Bu çalışanlar, iş yerlerinde sürekli olarak dışlanma ve önyargılarla karşılaştıklarını belirtiyor. Mektupta yer alan ifadeler dikkat çekici:

“Kamu yararına özveriyle çalışan bizler, eşitsizlik ve güvensizlikle mücadele ediyoruz. Bu sadece bizi değil, kamu kurumlarımızın temelini de derinden sarsıyor.”

Bir çalışan ise şunları söylüyor:

“Burada çalışmaya başladığınız anda, sanki sürekli izleniyor ve değerlendiriliyorsunuz. Yapacağınız en ufak bir hata, kim olduğunuzun sorgulanmasına neden oluyor.”

Açık ve Gizli Ayrımcılık

Göçmen kökenli kamu çalışanlarının deneyimleri, raporlarla da destekleniyor. Yakın zamanda yayımlanan “Kamu Kurumlarında Irkçılık” raporu, kamu çalışanlarının %10’unun son bir yıl içinde ırkçılık yaşadığını ortaya koyuyor. Avrupa dışından gelen göçmen kökenli çalışanlarda bu oran %29’a kadar yükseliyor.

Raporda, yaşanan ayrımcılık iki ana kategoriye ayrılıyor:

1. Doğrudan ve açık ırkçılık: Göçmen çalışanların, iş yerlerinde açıkça aşağılandığı ya da küçümsendiği durumlar. Örneğin, bir çalışanın ilk iş gününde meslektaşı tarafından şu sözlerle karşılandığı belirtiliyor:

“Siz bizim çocuklarımızın yerini kapıyorsunuz.”

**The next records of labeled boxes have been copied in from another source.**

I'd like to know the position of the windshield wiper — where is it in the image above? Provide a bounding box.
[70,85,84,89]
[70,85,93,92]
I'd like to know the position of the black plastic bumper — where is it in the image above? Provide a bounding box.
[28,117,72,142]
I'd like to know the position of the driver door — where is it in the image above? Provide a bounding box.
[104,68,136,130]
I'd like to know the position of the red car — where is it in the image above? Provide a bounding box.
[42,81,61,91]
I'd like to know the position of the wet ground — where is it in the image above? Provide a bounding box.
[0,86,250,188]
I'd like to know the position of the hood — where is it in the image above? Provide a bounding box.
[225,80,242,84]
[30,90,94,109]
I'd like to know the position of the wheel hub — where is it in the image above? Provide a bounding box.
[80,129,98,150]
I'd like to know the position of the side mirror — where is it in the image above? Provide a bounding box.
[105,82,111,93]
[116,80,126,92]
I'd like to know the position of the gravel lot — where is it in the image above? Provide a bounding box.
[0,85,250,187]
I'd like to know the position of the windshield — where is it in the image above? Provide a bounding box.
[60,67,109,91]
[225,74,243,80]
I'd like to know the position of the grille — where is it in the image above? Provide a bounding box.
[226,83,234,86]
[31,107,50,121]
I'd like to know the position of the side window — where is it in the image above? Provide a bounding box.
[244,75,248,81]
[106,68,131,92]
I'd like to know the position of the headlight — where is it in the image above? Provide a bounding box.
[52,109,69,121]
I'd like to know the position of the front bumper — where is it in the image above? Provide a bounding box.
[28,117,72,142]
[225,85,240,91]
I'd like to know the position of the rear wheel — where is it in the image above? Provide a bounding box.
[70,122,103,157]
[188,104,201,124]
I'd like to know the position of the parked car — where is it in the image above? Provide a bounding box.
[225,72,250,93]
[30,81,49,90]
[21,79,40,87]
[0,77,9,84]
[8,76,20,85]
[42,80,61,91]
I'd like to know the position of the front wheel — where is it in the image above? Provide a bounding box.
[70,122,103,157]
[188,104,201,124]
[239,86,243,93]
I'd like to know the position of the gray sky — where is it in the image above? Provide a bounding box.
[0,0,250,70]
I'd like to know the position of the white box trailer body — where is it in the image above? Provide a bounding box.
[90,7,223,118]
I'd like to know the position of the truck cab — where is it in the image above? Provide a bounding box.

Başka bir olayda ise, bir kadın çalışana toplantıda başörtüsünü çıkarması söylendi.

2. Gizli ve dolaylı ayrımcılık: Çalışanların yeterliliklerinin küçümsenmesi, terfi süreçlerinde daha yüksek standartlarla karşı karşıya bırakılması gibi durumlar bu kategoriye giriyor. Bu tür ayrımcılıklar, çoğu zaman çalışanların durumun ciddiyetini fark etmesini zorlaştırıyor.

"Toeslagen" Skandalı Gibi Yeni Bir Ayrımcılık

Kamu çalışanlarının dile getirdiği bu ayrımcılık, Hollanda’da daha önce yaşanan Toeslagen Skandalı ile paralellik gösteriyor. Ancak bu kez ayrımcılığın hedefi vatandaşlar değil, kamu kurumlarında görev yapan göçmen kökenli çalışanlar.

Mektupta, ayrımcılıkla ilgili şu çarpıcı ifade yer alıyor:

“Irkçılık ve önyargı, yalnızca bireyleri değil, kamu kurumlarının işleyişini de derinden sarsıyor. Bu durum, sistemin güvenirliğini tehlikeye atıyor.”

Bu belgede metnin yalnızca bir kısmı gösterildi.